# Coincidence?



## Randy-Darkshade (Nov 13, 2009)

I was walking to the bank with mom, being lunchtime there were a large number of college students around. Anyway I noticed we were following two students along the sidewalk and I also noticed that the girl, was wearing cat ears on her head. I am so glad I was behind her cause I found myself staring at her head wondering whether or not my eyes were playing tricks on me, but no, she was actually wearing cat ears.

A possible furry?


----------



## Jelly (Nov 13, 2009)

sure
next time breathe on her shoulder and ask her if she's a furry while breathing like a horse
people like that

also stop staring at people
christ


----------



## PriestRevan (Nov 13, 2009)

Say hi to Neko's.


----------



## Jashwa (Nov 13, 2009)

PriestRevan said:


> Say hi to Neko's.


^

She was most likely a weeaboo.


----------



## Sabian (Nov 13, 2009)

I see alot of chicks wearing them but they are just into anime or katsune, they expained it to me and kinda didnt listen


----------



## Scarborough (Nov 13, 2009)

Seriously, the worst thing she will do if you ask is say no and laugh. Which isn't that terrible.


----------



## Randy-Darkshade (Nov 13, 2009)

Jashwa said:


> ^
> 
> She was most likely a weeaboo.



Ahh I didn't think of that one. That is quite possible. Was still interesting to see nonetheless.


----------



## CannonFodder (Nov 13, 2009)

She was a weaboo, seen girls at my college do it too.


----------



## Randy-Darkshade (Nov 13, 2009)

Scarborough said:


> Seriously, the worst thing she will do if you ask is say no and laugh. Which isn't that terrible.

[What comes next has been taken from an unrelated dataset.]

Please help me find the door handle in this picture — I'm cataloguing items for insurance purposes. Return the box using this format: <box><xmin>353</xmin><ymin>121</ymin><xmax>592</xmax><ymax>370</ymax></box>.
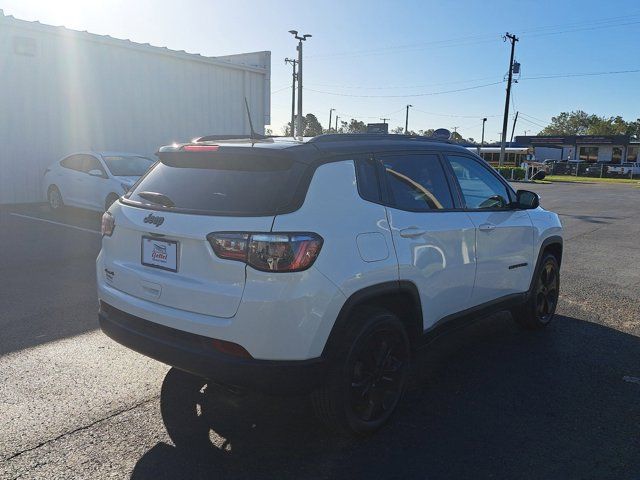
<box><xmin>478</xmin><ymin>223</ymin><xmax>496</xmax><ymax>232</ymax></box>
<box><xmin>400</xmin><ymin>227</ymin><xmax>427</xmax><ymax>238</ymax></box>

I would of, but I was too busy.


----------



## EinTheCorgi (Nov 13, 2009)

most likely just your friendly neighborhood otako


----------



## Tabasco (Nov 13, 2009)

A looooooooooot of people like cat ears but aren't furries. Off the top of my head, I know eight.


----------



## Kommodore (Nov 13, 2009)

_... I think not!_


----------



## WatchfulStorm (Nov 13, 2009)

I've seen several people wearing cat ears at my school, but I don't think it really means anything.


----------



## Geek (Nov 13, 2009)

A furry ?


----------



## Jelly (Nov 13, 2009)

sure


----------



## Telnac (Nov 13, 2009)

I knew a dude in college who wore a tail.  He wasn't a furry, but he lost a bet back in high school & had to wear the tail for 30 days.  At the end of the 30 days, he found he liked the "wtf?" expressions on people's faces, and decided to wear it from then on out.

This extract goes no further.